Lupine Howl Biography
Sean, Mike, and Damon had been talking about forming a group as far back as 1997, and had been actively working on songs since January 1999. Sean, in particular, had grown tired of Spiritualized's relentless touring schedule, as well as the limitations of their sound. The inception of Lupine Howl finally gave him, and the others, the chance to put some of their own ideas into practice. "I see Lupine Howl as capable of doing whatever we feel like doing" explains Sean now. "There's no strict philosophy behind what kind of music we're going to make. In Spiritualized, the aesthetic was a lot stricter. We had all these layers of minimal sound with this opiated blueprint over the top. I was getting bored of it, it was always love songs. I just wanted to do something that was a bit more out there". For the rest of '99 (bar a long spell helping Massive Attack out in the studio) , Lupine Howl worked on new material. The first fruits of this appeared at the start of 2000 in the form of a debut single on their own Vinyl Hiss label. A sharply paranoid song about "being on tour, being on drugs and dealing with customs", Vaporiser slid a tight Spencer Davis Group groove around a recycled Parliament riff to devastating effect. When it subsequently went on to shift three and half thousand copies in two days, the band were shocked. It was the perfect launch pad.

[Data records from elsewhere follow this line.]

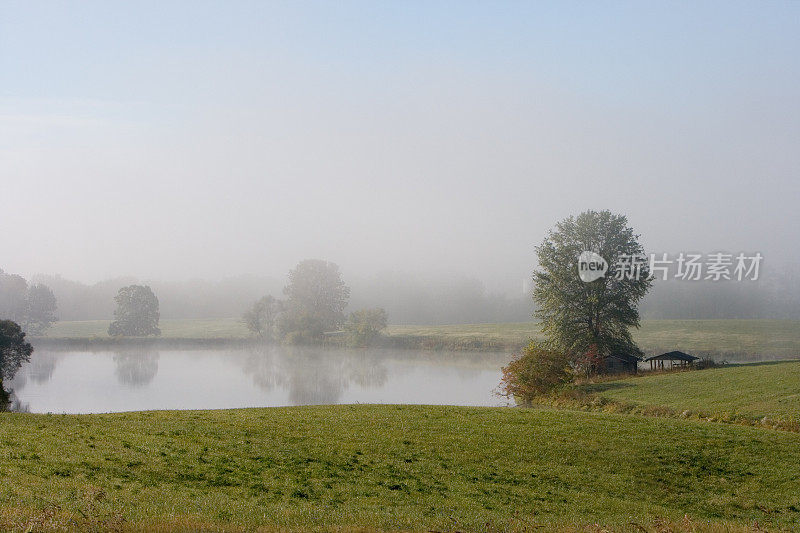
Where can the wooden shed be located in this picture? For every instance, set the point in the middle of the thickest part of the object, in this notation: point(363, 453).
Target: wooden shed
point(675, 358)
point(621, 363)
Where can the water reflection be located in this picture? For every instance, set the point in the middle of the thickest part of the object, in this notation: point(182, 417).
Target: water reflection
point(312, 375)
point(136, 367)
point(131, 379)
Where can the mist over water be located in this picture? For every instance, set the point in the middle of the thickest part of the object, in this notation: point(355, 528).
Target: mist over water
point(63, 381)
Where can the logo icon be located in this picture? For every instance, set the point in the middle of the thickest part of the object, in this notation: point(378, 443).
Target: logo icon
point(591, 266)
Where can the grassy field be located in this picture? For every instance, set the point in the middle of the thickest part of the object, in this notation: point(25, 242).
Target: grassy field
point(364, 468)
point(756, 390)
point(720, 338)
point(723, 339)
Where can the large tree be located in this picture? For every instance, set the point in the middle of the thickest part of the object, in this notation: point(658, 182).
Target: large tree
point(136, 314)
point(13, 352)
point(591, 319)
point(261, 318)
point(13, 297)
point(316, 298)
point(40, 309)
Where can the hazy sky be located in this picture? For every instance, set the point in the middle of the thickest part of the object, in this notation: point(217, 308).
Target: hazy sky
point(200, 139)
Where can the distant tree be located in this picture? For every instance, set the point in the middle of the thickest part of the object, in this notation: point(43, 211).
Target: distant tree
point(316, 298)
point(535, 372)
point(13, 297)
point(136, 314)
point(261, 319)
point(589, 320)
point(40, 309)
point(13, 352)
point(364, 325)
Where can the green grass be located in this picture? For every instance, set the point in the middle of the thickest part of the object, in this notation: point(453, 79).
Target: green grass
point(757, 390)
point(731, 339)
point(718, 338)
point(391, 468)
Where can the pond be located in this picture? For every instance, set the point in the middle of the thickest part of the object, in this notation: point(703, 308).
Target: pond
point(84, 381)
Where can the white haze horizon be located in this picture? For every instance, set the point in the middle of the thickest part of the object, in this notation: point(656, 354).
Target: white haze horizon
point(177, 141)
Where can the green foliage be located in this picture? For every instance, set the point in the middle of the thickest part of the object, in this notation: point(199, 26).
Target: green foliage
point(136, 314)
point(389, 468)
point(40, 309)
point(316, 298)
point(754, 390)
point(365, 325)
point(578, 317)
point(261, 319)
point(535, 372)
point(14, 351)
point(32, 307)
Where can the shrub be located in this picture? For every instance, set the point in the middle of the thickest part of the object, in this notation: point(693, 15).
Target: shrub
point(365, 325)
point(535, 372)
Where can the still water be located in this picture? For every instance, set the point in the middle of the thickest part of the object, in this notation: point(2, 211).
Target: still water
point(59, 381)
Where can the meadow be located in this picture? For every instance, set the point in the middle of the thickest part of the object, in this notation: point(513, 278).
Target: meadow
point(755, 391)
point(409, 468)
point(722, 339)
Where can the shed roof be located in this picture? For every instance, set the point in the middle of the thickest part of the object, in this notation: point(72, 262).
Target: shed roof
point(673, 356)
point(624, 357)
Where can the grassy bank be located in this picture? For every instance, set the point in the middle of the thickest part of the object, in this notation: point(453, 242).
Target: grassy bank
point(392, 467)
point(767, 392)
point(722, 339)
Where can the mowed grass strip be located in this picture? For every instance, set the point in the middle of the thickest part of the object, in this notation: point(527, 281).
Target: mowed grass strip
point(731, 339)
point(414, 468)
point(756, 390)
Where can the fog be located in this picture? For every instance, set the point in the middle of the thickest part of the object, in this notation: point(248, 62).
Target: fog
point(434, 145)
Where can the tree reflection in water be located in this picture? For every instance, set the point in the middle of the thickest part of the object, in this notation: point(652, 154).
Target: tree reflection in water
point(313, 375)
point(136, 367)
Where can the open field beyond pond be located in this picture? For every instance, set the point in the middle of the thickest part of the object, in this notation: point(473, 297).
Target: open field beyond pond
point(754, 390)
point(722, 339)
point(390, 467)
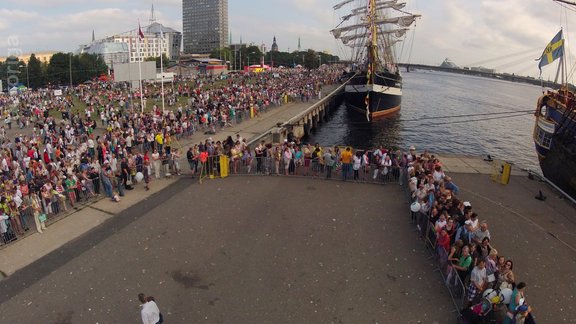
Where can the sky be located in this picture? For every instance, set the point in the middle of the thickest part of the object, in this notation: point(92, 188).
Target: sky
point(507, 35)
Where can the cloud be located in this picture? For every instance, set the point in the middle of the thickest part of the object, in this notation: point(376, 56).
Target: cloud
point(465, 31)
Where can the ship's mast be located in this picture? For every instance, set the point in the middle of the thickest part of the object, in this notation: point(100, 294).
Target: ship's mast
point(572, 3)
point(373, 45)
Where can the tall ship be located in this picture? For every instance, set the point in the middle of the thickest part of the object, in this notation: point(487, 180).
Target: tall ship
point(372, 28)
point(555, 122)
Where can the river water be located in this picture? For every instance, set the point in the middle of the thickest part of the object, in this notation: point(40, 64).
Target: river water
point(447, 113)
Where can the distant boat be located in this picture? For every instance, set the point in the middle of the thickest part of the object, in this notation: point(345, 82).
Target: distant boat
point(375, 87)
point(555, 125)
point(449, 64)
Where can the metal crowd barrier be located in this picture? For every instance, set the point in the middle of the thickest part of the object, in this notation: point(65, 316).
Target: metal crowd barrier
point(315, 168)
point(426, 230)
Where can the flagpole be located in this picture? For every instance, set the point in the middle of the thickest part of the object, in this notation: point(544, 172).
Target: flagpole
point(140, 69)
point(162, 68)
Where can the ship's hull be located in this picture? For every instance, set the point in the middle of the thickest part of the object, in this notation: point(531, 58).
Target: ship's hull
point(383, 97)
point(555, 143)
point(559, 166)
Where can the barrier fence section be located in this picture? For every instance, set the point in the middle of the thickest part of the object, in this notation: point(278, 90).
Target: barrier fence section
point(222, 166)
point(452, 280)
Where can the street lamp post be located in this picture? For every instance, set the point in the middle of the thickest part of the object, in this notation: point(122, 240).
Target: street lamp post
point(249, 59)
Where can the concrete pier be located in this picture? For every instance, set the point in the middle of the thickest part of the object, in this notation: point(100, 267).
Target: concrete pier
point(281, 249)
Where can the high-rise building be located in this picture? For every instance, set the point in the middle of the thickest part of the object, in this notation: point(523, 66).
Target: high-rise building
point(205, 25)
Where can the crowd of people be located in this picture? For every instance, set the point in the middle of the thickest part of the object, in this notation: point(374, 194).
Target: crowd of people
point(463, 240)
point(293, 157)
point(92, 139)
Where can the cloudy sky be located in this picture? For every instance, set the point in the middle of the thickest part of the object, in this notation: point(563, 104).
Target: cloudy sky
point(503, 34)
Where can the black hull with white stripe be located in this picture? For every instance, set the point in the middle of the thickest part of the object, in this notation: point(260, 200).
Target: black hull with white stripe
point(385, 94)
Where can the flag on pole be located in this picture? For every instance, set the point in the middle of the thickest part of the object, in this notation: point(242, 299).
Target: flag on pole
point(140, 33)
point(553, 51)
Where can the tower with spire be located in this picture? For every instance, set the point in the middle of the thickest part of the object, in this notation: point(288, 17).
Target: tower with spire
point(152, 16)
point(274, 45)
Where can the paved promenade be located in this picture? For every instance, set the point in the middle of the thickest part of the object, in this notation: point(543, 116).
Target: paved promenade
point(241, 250)
point(278, 249)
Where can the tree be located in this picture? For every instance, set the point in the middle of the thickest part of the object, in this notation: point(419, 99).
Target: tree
point(58, 71)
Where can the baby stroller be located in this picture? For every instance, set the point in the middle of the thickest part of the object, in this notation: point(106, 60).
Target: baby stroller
point(483, 312)
point(478, 313)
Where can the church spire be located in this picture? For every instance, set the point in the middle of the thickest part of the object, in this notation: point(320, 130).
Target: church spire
point(274, 45)
point(152, 16)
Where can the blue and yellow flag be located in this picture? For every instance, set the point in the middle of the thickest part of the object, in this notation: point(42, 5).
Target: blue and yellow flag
point(553, 50)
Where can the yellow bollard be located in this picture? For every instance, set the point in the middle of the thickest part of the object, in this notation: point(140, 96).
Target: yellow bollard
point(224, 165)
point(506, 171)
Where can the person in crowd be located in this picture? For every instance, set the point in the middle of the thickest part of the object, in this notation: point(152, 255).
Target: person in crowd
point(506, 275)
point(330, 162)
point(518, 299)
point(346, 159)
point(149, 310)
point(464, 263)
point(478, 281)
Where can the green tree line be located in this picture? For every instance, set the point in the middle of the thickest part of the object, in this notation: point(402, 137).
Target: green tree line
point(250, 55)
point(61, 68)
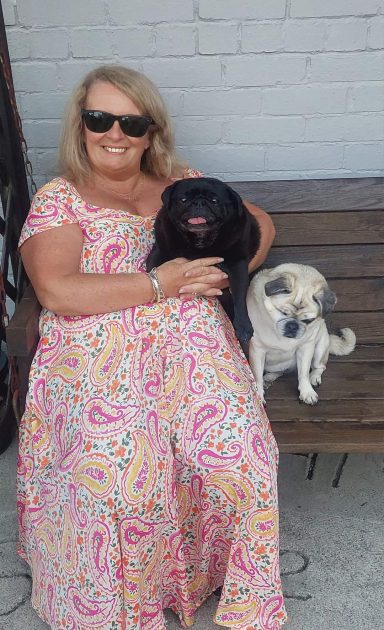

They followed up in late February with a well received show in London (where they were augmented by Portishead associates, Adrian Utley and John Baggott), and then with another single on Vinyl Hiss (the more expansive Bronze Age. This was to be the catalyst for them signing a deal with Beggars Banquet in April, and since then - having set up their own studio in Bristol - they've been concentrating on recording their debut LP.
In keeping with Sean's desire to have an eclectic sound, he's been listening to everything from Krautrock to late 60's Atlantic Soul and country'. Lyrically, he's also been trying to broaden his base, frequently burying himself in the studio and working through the night. "The lyrics are mostly connected with what I've been getting up to recently" he confides. "Certain elements are fairly depressing. Since we got sacked, my life has been in turmoil. I've had relationship problems and all that sort of shit, but in the last six months I've been out caning it and getting into some ridiculous situations". Such as ? "Well that might have to wait for a while. It's in the lyrics..."
Although not quite finished yet (the release date is scheduled for next spring), Sean already knows that he wants the record to be 'fairly snappy'. "There's a trend for putting fourteen or fifteen tracks on an album these days, and loads of it seems to be filler. It's going back to that whole Pink Floyd / Genesis vibe. I can't listen to anyone for more than an hour so I don't see why anyone else should." The first indication of just how good that album is going to be arrives shortly in the form of their single 125 . Fast, looped and punky, it picks up where the circular rhythms of Vaporizer left off. Backed by two other excellent tracks (the strung out soul of Tired and the sparser atmospherics of Swell ) it showcases the diversity Lupine Howl are striving for, and offers a hint of what they ultimately might achieve.
They have been part of one of the greatest live bands of recent memory, but they're rapidly developing an identity and sound all their own.